Esse é o cuidado que devemos ter com a “e-Bossa Nova”: não a enxergarmos totalmente malévola, pois ela produziu muitas coisas boas. Mas precismos tomar cuidado para não deixarmos que as “samba de nota só” nos impeça de ver o que vem “Depois do Começo” dessa nossa revolução da Internet, nos obrigando a entender a Internet como “Mais do Mesmo”, aonde as grande corporações dominem a nossa cultura.

Pois para elas, da mesma forma como para a ditadura, qualquer tentativa de tropicalismo “era anarquismo, subversão em pele de cordeiro.” com Gil disse. Somos vistos por elas como uma “infecção social“. Podemos entender que a Internet, para as grandes corporações, é algo como o que a Tropicália representava para os ditadores. E a mensagem delas para nós, que pensamos na Internet como uma forma de mobilizar, angariar, modificar e divulgar cultura: “Vocês representam uma ameaça, algo novo, algo que não pode ser totalmente compreendido, algo que não se ajusta e nem jamais irá se ajustar às práticas culturais existentes. Vocês são perigosos.” (ibid.)

LSD, computadores e liberdade de expressão

Em um momento no artigo da Wired, Dibbell diz:

“Se Stallman pensou que seria o palestrante mais polêmico do evento, ele não contava com Gil, cuja palestra traçava a origem do movimento do software de código aberto e de cultura digital em geral ao LSD. ‘O que eu quiz dizer’, relembra Gil, ‘era que todo o processo que levou ao computador, que levou ao computador pessoal, que levou ao Vale do Silício, foi uma grau extraordinário de cognição que surgiu da intersecção de matemática e desenvolvimento de estruturas cristalogáficas de quartzo possibilitado pelas viagens lisérgicas.’ Ele riu. ‘Bem, talvez não apenas pelas viagens lisérgicas, mas sem sombra de dúvidas possibilitadas por elas.'” (ibid.)

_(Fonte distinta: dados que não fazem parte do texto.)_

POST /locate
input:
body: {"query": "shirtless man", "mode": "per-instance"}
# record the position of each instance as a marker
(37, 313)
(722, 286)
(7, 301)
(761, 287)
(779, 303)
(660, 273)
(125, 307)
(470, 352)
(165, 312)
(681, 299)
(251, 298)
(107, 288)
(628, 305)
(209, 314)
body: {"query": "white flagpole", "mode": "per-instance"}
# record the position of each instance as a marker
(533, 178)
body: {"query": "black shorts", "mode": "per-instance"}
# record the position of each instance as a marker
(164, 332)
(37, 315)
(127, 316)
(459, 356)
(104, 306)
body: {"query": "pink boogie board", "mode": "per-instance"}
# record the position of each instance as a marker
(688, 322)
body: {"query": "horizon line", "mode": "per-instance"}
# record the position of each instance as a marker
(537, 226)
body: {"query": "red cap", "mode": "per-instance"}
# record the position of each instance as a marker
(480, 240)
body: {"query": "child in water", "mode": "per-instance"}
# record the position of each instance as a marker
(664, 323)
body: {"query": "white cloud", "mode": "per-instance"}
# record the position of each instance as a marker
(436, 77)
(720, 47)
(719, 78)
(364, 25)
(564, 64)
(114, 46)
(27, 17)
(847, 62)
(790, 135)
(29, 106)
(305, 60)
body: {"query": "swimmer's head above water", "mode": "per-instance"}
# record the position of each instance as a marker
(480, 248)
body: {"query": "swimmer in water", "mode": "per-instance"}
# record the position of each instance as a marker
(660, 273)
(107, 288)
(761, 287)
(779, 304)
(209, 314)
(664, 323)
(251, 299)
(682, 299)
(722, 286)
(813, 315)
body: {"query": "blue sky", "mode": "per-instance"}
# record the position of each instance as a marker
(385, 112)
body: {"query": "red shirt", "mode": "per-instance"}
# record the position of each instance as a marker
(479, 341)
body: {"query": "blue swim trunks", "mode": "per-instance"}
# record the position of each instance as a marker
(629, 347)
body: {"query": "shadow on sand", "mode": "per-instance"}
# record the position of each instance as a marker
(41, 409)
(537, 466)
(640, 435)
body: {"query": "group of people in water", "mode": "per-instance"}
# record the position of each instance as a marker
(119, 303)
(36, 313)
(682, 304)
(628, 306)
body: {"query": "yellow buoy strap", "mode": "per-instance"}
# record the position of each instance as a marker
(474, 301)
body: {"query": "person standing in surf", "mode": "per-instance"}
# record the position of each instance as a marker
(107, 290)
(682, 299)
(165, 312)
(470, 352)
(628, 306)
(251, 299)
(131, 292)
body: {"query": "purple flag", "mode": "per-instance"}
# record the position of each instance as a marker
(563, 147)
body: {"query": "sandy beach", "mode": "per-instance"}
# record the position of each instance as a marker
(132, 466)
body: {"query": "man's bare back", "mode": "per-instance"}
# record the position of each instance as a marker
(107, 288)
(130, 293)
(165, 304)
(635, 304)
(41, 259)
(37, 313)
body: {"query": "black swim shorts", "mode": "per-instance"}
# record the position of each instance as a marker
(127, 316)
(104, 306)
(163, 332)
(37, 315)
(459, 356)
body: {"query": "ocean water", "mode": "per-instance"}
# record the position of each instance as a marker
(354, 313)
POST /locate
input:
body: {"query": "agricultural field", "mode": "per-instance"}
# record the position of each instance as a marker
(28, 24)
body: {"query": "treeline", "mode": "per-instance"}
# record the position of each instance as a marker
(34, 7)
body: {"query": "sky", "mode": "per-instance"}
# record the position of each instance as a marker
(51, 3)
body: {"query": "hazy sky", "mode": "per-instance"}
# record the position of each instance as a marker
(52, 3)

Claro que Stallman ficou preocupado em uma potencial associação do movimento GNU do software livre com os movimentos de legalização das drogas. Mas é claro que Gil não quis sugerir isso. Como o próprio Dibbell afirma:

“Ele (Gilberto Gil) estava sugerindo que o movimento do software livre, e a contracultura dos anos 60 tinham um objetivo comum, que era o de transformar a cultura totalmente. Gil pode falar de maneira um pouco maluca, claro, mas ele não é estúpido. A tropicalização, com todas as suas idéias envolvendo subversão, canibalismo e guitarras elétricas, significa para Gil no fim das contas ‘os marginalizados pela sociedade brasileira tendo acesso ao mundo digital. (…) A inteligência reprimida dos pobres e da classe média do Brasil tendo acesso à essa ferramenta de potencialização da inteligência que é o mundo digital.’ “

De certa forma, a ligação de Gil da informática com o LSD não deixa de ser efetiva. É dito que um certo pesquisador de informática certa vez teria dito: “Existem apenas dois produtos conhecidos da Berkley: o LSD e o UNIX. Não pode ser coincidência!” Se imaginarmos que o GNU/Linux, o resultado mais visível do movimento do software livre surgiu do UNIX, fica visível que a ligação de Gil de certa forma tem sentido.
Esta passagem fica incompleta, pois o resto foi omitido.